Dortmund. . Der Abwehrspieler findet in Dortmund nach und nach wieder zu alter Stärke. Das hilft auf dem Platz – und im Vertragspoker mit seinem Nebenmann Sokratis.

Auch in einem globalisierten Geschäft wie dem Profifußball kann Nähe hilfreich sein: Als Peter Stöger noch Trainer des 1. FC Köln war, spielte praktisch vor seiner Haustür in Leverkusen der Verteidiger Ömer Toprak. Stöger sah ihn sehr oft spielen, er war beeindruckt – und wusste nur zu gut, dass er als Köln-Trainer einen Spieler dieser Qualität nie zu seinem Kader zählen würde. Doch die Wege im Fußball sind manchmal seltsam und so landete der Trainer Stöger im Dezember bei Borussia Dortmund, wo der Spieler Toprak schon war.

Freude in Leverkusen

Allerdings hatte der Dortmunder Toprak mit dem aus Leverkusen nicht allzu viel zu tun: Nervös und fahrig agierte der Innenverteidiger meist, immer wieder ließ er sich leicht ausspielen und hatte Probleme im Stellungsspiel. Ranghohe Funktionäre von Bayer Leverkusen betonten bei Treffen mit Journalisten hinter vorgehaltener Hand, welch gutes Geschäft sie doch gemacht hatten: Toprak für zwölf Millionen Euro zum BVB abzugeben und Sven Bender für 12,5 Millionen Euro zu bekommen. In Dortmund ließ man derweil immer wieder durchblicken, dass ja der zwischenzeitlich entlassene Thomas Tuchel die treibende Kraft hinter dem Transfer war.

Stöger aber erinnerte sich an jenen Toprak, den er vor seiner Haustür hatte spielen sehen. Genau das vermittelte er dem 28-Jährigen in mehreren Einzelgesprächen – und machte ihn zum Stammspieler. Seitdem läuft es bei Toprak. „Natürlich war das erste halbe Jahr nicht einfach für mich“, sagt der. „Aber ich habe wieder ein gutes Gefühl auf dem Platz, seit dem Trainerwechsel darf ich fast immer spielen. Für uns als Mannschaft geht es in die richtige Richtung und für mich auch.“

Solide im besten Sinne des Wortes

Toprak gewinnt nun verlässlich seine Zweikämpfe, er bremst gegnerische Angriffe und er macht so gut wie keine Fehler – er spielt solide im besten Sinne des Wortes. Beim 1:1 gegen RB Leipzig war er einer der Besten auf dem Platz. Und in der Kabine, so erzählen es die Mitspieler, begegnet ihnen ein Toprak, der mehr Spaß hat, mehr lacht und weniger den Kopf hängen lässt.
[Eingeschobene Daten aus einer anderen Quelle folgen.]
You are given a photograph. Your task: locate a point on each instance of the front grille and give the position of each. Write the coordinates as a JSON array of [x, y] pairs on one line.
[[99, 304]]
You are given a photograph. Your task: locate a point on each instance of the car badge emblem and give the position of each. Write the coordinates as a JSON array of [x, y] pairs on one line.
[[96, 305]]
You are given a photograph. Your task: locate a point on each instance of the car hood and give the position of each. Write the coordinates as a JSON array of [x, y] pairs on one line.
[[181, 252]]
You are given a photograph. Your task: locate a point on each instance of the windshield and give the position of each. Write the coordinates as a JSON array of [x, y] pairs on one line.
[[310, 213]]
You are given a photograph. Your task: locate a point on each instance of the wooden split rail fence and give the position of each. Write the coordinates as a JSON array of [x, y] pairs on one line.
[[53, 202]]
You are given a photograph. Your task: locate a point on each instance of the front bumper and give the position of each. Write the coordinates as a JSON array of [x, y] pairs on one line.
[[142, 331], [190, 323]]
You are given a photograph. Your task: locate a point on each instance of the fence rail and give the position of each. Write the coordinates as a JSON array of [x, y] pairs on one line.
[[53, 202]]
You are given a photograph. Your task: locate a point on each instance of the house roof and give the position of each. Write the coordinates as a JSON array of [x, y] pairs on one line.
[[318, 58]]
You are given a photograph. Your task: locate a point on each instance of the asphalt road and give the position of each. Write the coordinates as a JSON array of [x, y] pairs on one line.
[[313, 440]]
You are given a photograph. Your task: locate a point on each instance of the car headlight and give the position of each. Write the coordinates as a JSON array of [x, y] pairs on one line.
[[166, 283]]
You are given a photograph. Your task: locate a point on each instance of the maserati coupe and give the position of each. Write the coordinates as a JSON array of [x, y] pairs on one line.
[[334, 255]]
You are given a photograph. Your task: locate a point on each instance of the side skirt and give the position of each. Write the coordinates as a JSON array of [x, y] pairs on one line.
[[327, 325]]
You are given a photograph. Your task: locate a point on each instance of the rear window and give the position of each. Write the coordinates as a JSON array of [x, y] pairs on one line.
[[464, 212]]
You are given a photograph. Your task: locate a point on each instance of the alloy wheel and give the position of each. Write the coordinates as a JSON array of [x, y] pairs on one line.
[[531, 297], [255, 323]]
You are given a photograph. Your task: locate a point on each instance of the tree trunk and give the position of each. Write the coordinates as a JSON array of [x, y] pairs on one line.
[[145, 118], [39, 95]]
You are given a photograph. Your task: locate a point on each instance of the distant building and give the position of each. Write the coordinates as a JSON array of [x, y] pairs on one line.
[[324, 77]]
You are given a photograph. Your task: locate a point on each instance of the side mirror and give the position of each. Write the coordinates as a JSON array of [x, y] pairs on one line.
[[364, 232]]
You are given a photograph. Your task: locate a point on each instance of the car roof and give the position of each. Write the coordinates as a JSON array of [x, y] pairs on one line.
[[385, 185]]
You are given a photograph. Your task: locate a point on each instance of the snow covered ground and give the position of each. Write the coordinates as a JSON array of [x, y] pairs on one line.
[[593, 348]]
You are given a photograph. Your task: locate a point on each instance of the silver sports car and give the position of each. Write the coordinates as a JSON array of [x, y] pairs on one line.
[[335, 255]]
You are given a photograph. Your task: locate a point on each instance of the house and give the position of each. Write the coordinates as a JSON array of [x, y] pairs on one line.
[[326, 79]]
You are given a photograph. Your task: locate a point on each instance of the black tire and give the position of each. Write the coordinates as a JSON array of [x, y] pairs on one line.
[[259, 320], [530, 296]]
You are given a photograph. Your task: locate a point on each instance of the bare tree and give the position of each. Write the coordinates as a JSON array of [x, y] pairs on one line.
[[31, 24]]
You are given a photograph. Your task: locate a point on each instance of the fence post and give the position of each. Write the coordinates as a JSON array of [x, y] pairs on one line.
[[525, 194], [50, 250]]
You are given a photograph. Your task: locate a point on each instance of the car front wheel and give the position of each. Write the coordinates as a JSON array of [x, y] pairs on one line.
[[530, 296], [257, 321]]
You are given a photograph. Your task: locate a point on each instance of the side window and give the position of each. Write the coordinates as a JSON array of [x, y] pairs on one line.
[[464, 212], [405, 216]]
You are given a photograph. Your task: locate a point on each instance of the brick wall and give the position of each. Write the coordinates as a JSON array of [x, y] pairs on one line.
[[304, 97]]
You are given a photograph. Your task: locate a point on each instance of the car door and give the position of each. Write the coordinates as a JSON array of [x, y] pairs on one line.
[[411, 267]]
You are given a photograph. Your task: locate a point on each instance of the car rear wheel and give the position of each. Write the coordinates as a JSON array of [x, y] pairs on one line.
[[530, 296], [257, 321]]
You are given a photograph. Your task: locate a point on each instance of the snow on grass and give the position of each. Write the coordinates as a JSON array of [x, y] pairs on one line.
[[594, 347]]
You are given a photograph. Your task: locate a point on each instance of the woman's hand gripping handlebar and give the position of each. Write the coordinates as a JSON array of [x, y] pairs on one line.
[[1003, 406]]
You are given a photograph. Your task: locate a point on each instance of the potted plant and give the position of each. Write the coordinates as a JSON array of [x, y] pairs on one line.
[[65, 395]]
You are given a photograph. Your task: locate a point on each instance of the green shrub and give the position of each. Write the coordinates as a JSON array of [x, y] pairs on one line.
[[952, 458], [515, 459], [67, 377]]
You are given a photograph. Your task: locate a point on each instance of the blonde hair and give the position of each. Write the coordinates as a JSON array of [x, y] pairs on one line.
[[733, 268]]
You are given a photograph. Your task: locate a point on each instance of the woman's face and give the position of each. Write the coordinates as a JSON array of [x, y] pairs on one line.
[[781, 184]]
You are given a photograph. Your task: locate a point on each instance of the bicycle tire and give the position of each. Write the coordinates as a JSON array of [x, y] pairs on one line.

Ein Grund ist das System des neuen Trainers, der deutlich defensiver als sein Vorgänger Bosz agieren lässt – da sehen vor allem die Abwehrspieler besser aus. Ein weiterer ist der Zuspruch des Trainers. „Wir haben gesagt, wir schenken ihm Vertrauen, in der Hoffnung, dass er sein Potenzial abruft“, sagt Stöger und betrachtet das Unternehmen als gelungen. „Für mich ist das, was er jetzt spielt, der Level, den er hat“, meint der Trainer. „Das heißt, er hat keine Entwicklung genommen, sondern er spielt jetzt sein Potenzial aus.“

Das freut auch die Klubbosse. Toprak hat ihnen unverhofft ein deutlich stärkeres Blatt im Vertragspoker mit Innenverteidiger Sokratis verschafft. Dessen Vertrag läuft 2019 aus, und bis vor einigen Wochen stand Sportdirektor Michael Zorc in dieser Personalie durchaus unter Druck. Denn der Grieche galt, obwohl auch er eine Saison deutlich unter seinen Möglichkeiten spielte, bis Winter als unverzichtbarer, unantastbarer Abwehrchef. Als einer, mit dem man unbedingt und möglichst schnell verlängern muss – und der daher die Bedingungen diktieren kann.

Verlängern will der BVB noch immer, einen ersten Austausch zwischen den Beteiligten hat es auch schon gegeben. Doch die Rahmenbedingungen haben sich gewandelt. Weil in Manuel Akanji im Winter ein weiterer starker Abwehrspieler hinzukam. Und weil eben Toprak zu neuer alter Form gefunden hat. Auch im Europa-League-Spiel gegen den FC Salzburg am Donnerstag (19 Uhr/Sky) wird er in der Anfangsformation stehen – für ihn allerdings nur ein Zwischenschritt: „Ich hoffe, dass wir noch sehr viele Europapokalspiele haben und am Ende im Finale in Lyon stehen“, kündigt er an.
Selbstbewusstsein ist inzwischen genug vorhanden.